The primary efficacy endpoint of the trial was the change from baseline in the
Gastroparesis Symptom Daily Diary (GSDD) composite score during the final two
weeks of a 12-week treatment period. The GSDD composite score reflects the
mean severity of the four principal symptoms of gastroparesis: nausea, early
satiety, bloating and upper abdominal pain. During the two-week pre-treatment
period, the mean baseline GSDD score across all treatment groups was 3.56.
Patients who received either placebo or once-daily dosing of TZP-102 for 12
weeks demonstrated a reduction in the severity of their symptoms, and thus a
reduction in their GSDD scores of -1.46, -1.70 and -1.43 for placebo, 10 mg of
TZP-102 and 20 mg of TZP-102, respectively. Neither the 10 mg dose group nor
the 20 mg dose group of TZP-102 reached statistical significance versus
placebo.
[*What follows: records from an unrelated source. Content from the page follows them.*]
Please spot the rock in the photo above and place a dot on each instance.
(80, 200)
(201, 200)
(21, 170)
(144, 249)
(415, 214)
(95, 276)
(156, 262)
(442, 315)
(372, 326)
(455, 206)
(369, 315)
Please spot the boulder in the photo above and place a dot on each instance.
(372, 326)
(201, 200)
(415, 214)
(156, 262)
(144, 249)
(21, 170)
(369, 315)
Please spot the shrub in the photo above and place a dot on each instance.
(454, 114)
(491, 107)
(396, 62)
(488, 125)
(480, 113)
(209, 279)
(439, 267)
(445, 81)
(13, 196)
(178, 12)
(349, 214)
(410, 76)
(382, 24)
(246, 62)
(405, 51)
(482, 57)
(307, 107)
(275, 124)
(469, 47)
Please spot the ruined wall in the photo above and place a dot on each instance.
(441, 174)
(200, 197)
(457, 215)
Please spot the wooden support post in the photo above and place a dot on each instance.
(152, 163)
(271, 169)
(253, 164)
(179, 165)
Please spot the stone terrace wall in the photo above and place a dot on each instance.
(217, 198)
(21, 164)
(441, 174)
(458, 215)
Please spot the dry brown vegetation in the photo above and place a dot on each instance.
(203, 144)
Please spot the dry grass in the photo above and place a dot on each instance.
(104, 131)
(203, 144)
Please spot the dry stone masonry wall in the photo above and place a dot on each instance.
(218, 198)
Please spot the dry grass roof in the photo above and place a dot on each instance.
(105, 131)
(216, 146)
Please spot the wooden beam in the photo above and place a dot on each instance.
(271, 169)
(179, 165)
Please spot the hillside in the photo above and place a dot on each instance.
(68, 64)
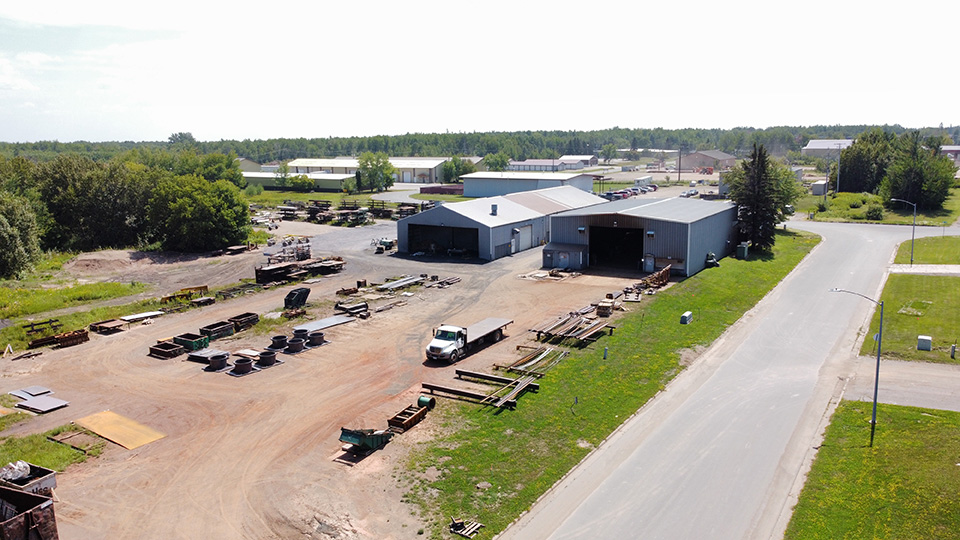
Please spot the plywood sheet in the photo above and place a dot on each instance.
(120, 429)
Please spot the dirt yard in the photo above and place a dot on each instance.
(258, 456)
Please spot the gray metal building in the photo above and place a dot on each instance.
(491, 227)
(642, 235)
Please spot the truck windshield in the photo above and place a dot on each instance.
(446, 335)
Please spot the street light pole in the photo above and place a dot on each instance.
(913, 233)
(876, 376)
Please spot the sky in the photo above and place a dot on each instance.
(119, 71)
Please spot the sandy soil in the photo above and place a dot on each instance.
(258, 456)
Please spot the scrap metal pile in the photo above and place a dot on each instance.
(580, 325)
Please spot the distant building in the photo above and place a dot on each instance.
(490, 183)
(709, 158)
(409, 169)
(321, 181)
(548, 165)
(489, 228)
(825, 148)
(586, 160)
(952, 152)
(247, 165)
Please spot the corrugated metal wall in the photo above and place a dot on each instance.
(716, 234)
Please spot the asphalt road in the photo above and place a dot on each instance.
(719, 453)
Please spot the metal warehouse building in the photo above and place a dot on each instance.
(491, 184)
(642, 235)
(491, 227)
(321, 181)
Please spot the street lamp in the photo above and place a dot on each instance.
(913, 234)
(876, 377)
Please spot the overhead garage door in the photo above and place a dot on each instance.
(435, 239)
(526, 237)
(616, 247)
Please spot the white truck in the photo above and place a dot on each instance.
(451, 343)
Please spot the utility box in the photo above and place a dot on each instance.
(742, 250)
(648, 263)
(296, 298)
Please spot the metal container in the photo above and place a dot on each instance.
(242, 366)
(267, 358)
(279, 342)
(427, 401)
(295, 345)
(218, 361)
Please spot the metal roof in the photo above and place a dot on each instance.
(480, 210)
(556, 199)
(675, 209)
(400, 163)
(522, 175)
(715, 154)
(827, 144)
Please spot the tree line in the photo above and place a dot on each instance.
(176, 200)
(519, 145)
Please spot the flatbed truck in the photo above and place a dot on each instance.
(451, 343)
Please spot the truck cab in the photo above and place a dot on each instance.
(447, 343)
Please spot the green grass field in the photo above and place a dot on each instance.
(931, 250)
(853, 207)
(522, 453)
(905, 487)
(917, 305)
(39, 450)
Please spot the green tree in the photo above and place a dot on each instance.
(864, 164)
(376, 170)
(608, 152)
(917, 174)
(283, 175)
(19, 235)
(496, 162)
(189, 213)
(456, 167)
(762, 189)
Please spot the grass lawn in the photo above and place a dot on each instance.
(917, 305)
(39, 450)
(522, 453)
(19, 301)
(905, 487)
(853, 207)
(931, 250)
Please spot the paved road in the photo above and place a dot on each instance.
(718, 454)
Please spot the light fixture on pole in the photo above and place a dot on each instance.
(913, 233)
(876, 377)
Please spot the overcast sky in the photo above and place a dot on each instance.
(102, 71)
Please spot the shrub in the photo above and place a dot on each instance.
(874, 212)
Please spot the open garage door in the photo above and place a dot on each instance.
(616, 247)
(438, 240)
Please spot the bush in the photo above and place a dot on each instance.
(874, 212)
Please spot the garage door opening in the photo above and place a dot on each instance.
(435, 240)
(614, 247)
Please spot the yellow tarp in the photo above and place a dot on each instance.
(120, 429)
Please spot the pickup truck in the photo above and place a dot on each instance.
(451, 343)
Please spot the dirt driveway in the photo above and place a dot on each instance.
(258, 456)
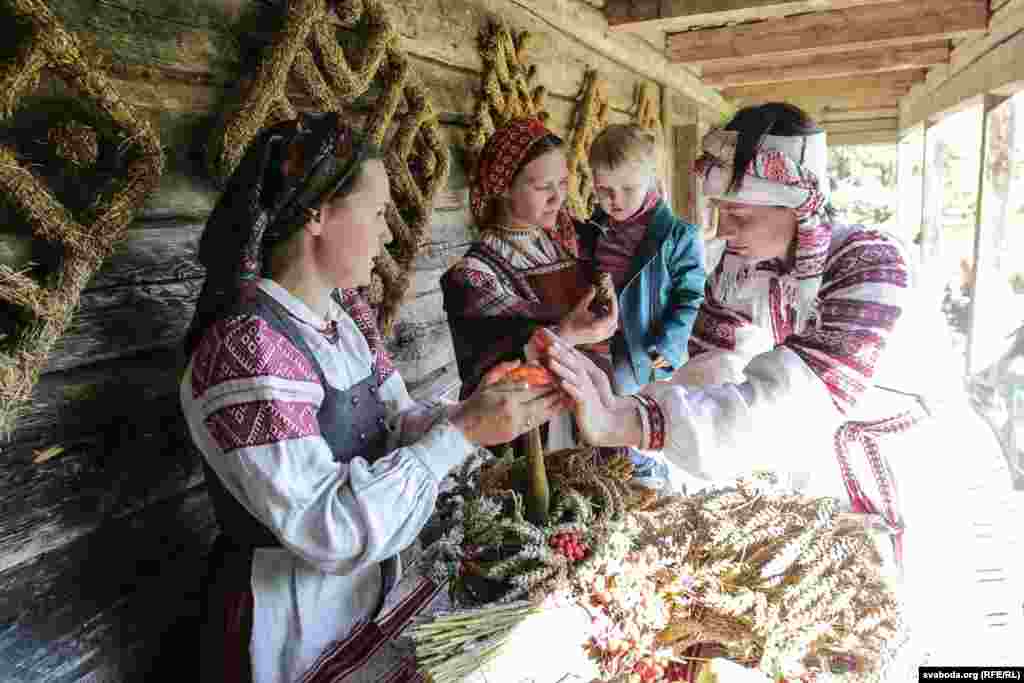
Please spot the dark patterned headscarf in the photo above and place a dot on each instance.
(262, 207)
(500, 162)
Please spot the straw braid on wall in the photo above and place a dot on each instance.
(591, 118)
(47, 307)
(417, 158)
(507, 90)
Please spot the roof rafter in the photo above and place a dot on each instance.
(840, 65)
(838, 31)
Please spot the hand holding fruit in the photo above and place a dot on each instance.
(511, 399)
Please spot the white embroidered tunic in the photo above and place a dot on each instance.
(761, 396)
(251, 399)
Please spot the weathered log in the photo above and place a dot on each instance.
(110, 475)
(107, 604)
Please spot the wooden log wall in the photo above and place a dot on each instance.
(103, 517)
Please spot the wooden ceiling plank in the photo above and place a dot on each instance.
(894, 81)
(836, 116)
(671, 15)
(861, 126)
(777, 70)
(858, 28)
(819, 97)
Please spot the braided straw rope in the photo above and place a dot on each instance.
(591, 117)
(48, 306)
(507, 91)
(417, 158)
(646, 115)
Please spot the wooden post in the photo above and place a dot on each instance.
(684, 147)
(988, 282)
(668, 169)
(910, 184)
(932, 278)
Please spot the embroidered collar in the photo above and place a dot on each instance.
(299, 310)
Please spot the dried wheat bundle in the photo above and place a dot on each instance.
(591, 118)
(508, 90)
(775, 577)
(416, 156)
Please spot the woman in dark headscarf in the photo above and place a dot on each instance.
(524, 271)
(321, 467)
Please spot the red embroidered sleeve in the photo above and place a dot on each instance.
(860, 302)
(651, 421)
(247, 351)
(716, 326)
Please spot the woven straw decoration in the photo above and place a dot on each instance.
(417, 158)
(591, 118)
(507, 91)
(48, 307)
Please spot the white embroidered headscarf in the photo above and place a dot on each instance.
(787, 171)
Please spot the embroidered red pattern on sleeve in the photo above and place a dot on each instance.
(363, 314)
(260, 423)
(247, 348)
(844, 348)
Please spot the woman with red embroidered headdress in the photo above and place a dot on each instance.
(523, 272)
(321, 468)
(811, 356)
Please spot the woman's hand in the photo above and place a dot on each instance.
(603, 418)
(582, 327)
(498, 412)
Both doses were well-tolerated.

Conference Call Details

Tranzyme will host a conference call today at 8:00 am ET. To participate in
the live call, please dial (877) 670-9784 (U.S. and Canada) or (970) 315-0430
(international), five to ten minutes prior to the start of the call. A live
audio webcast will also be available in the "Investors" section of the
Tranzyme Pharma website, www.tranzyme.com.

A replay of the conference call will be available from today at 11:00 am ET
through November 21, 2012. Investors may listen to the replay by dialing (855)
859-2056 (U.S. and Canada) or (404) 537-3406 (international), with the
conference id 68345812. The webcast will also be archived for on-demand
listening for 30 days at www.tranzyme.com.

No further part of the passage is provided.